Let $(\Omega,\mathcal{A},P)$ be a probability space and $X=(X_1,X_2,\cdots,X_n)$ a random vector on $(\Omega,\mathcal{A},P)$ such that $ X_k:(\Omega,\mathcal{A})\to({\Bbb R},{\mathcal B}_{\Bbb R}), k=1,2,\cdots, n $ are random variables, but not necessarily independent.
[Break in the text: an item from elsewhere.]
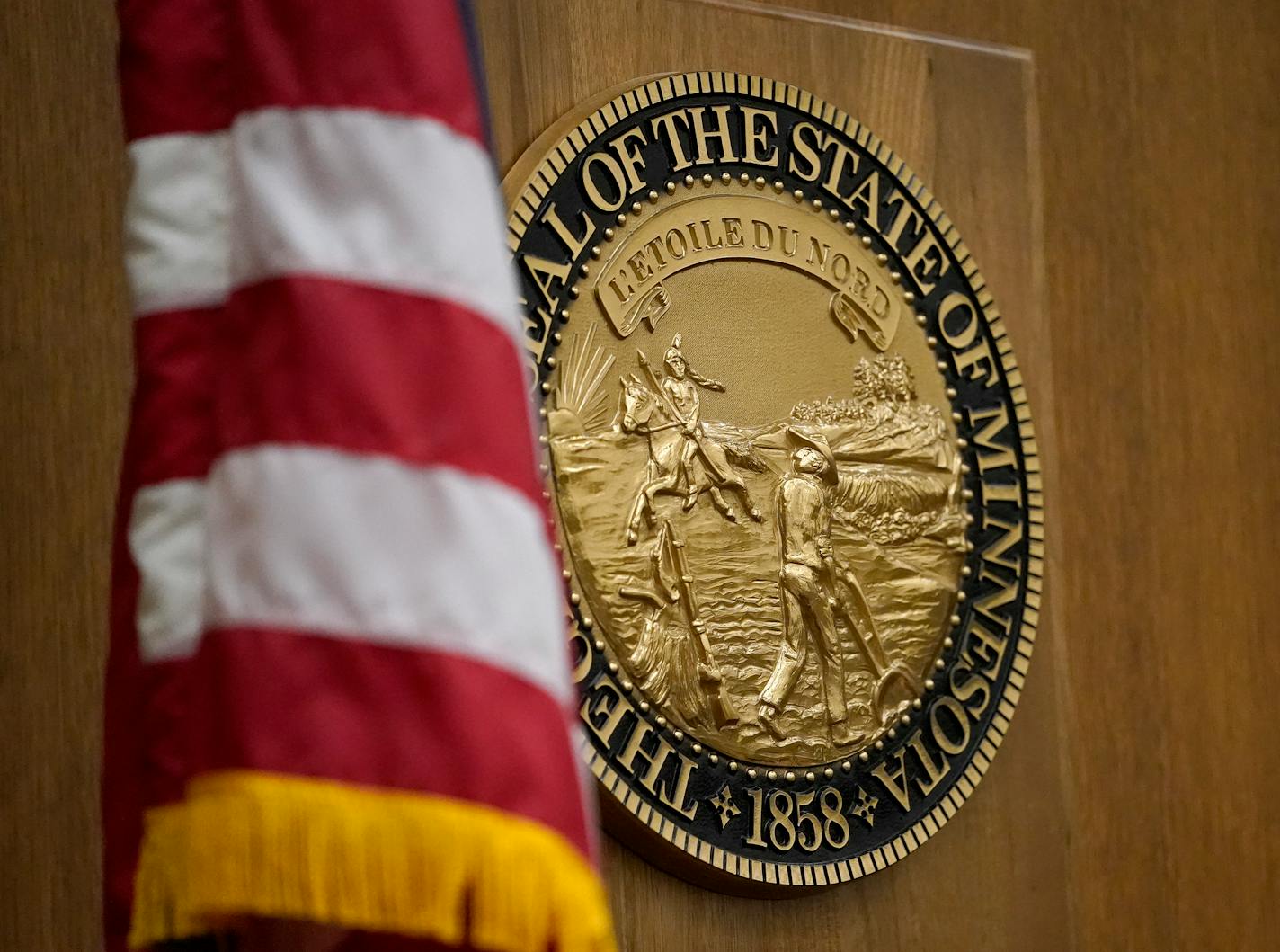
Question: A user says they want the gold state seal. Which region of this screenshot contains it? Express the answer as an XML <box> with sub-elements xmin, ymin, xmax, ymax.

What I need to show is that $ \phi_X(u)=\phi_{X_1}(u_1) $ where $u=(u_1,0,0,\cdots,0)\in{\Bbb R}^n$, and $\phi_X$ is the characteristic function of $X$: $ \phi_X(u)=\int_{\Bbb R^n}e^{it\langle u,x\rangle}dP^{X} $ where $P^X$ is the probability distribution measure of $X$. By simple calculation, $ \phi_X(u)=\int_{\Bbb R^n}e^{iu_1x_1}dP^X. $
My question is: How can I relate this integral with $ \phi_{X_1}(u_1)=\int_{\Bbb R}e^{iu_1x_1}dP^{X_1} ? $
Formally, what I tried is that (in the case $n=2$) $ \begin{align} \phi_{X_1}(u_1)&=\int_{\Bbb R}e^{iu_1x_1}dP^{X_1}\\ &=\int_{\Bbb R}e^{iu_1x_1}dP^{X_1}\int_{\Bbb R}dP^{X_2}\\ &=\int_{\Bbb R}\left(\int_{\Bbb R}e^{iu_1x_1}dP^{X_1}\right)dP^{X_2}\\ &=\int_{\Bbb R^2}e^{iu_1x_1}P^{X_1}\otimes P^{X_2} \end{align} $ But $X_1,X_2$ are not necessarily independent and I'm not able to get $ P^{(X_1,X_2)}=P^{X_1}\otimes P^{X_2}. $